Por Armiche Carrillo, via Nossa Política, traduzido por Flávio Herculano
Poucos acontecimentos na história contemporânea provocaram um número tão grande de tentativas de compreensão e explicação. Nas apertadas linhas que seguem, nos propomos ressaltar três das lições que podemos extrair daqueles acontecimentos.
Contextualizando
O capitalismo gera continuamente uma anomia entre o que promete e o que é capaz de cumprir. Assim, os anos anteriores a 68, a fartura econômica parecia assegurar a classe operária, a pequena burguesia e a outras camadas da sociedade com uma satisfação plena das necessidades económicas e culturais. Quando a realidade demonstrou que as ilusões eram em vão e que a única classe beneficiada era a burguesia, a frustação não demorou a aparecer.

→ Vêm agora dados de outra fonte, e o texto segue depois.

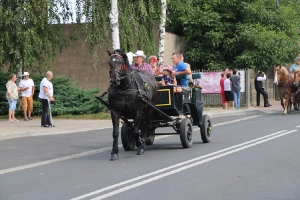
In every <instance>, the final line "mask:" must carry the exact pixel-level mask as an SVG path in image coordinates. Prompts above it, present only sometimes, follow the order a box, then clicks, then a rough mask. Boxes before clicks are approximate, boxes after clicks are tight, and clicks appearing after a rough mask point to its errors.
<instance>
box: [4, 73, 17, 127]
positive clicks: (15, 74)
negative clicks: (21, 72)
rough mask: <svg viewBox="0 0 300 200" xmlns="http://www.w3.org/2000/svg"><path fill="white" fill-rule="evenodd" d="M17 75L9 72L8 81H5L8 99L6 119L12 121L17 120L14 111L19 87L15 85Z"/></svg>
mask: <svg viewBox="0 0 300 200" xmlns="http://www.w3.org/2000/svg"><path fill="white" fill-rule="evenodd" d="M16 80H17V75H16V74H11V75H10V76H9V81H7V83H6V98H7V101H8V105H9V109H8V120H9V121H10V122H11V123H12V122H18V121H19V120H17V119H16V117H15V111H16V106H17V101H18V99H19V94H18V91H20V90H19V88H18V86H17V85H16Z"/></svg>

Nesse clima, o PCF eurocomunista vai perdendo em grandes passos seu caráter revolucionário e deixa a classe trabalhadora órfã de partido político e que passa a ser ocupado por setores de estudantes, intelectuais da pequena burguesia e de filiações, em muitos casos, declaradamente anticomunista.
No que se diz respeito sobre o cenário internacional, a revolução cubana, a brutal guerra da Argélia e a guerra do Vietnã, particularmente a ofensiva do Tet em janeiro de 68, são cada vez mais espelhos potentes sobre os reflexos da verdadeira natureza do capitalismo e servem de inspiração a um número cada vez maior de pessoas.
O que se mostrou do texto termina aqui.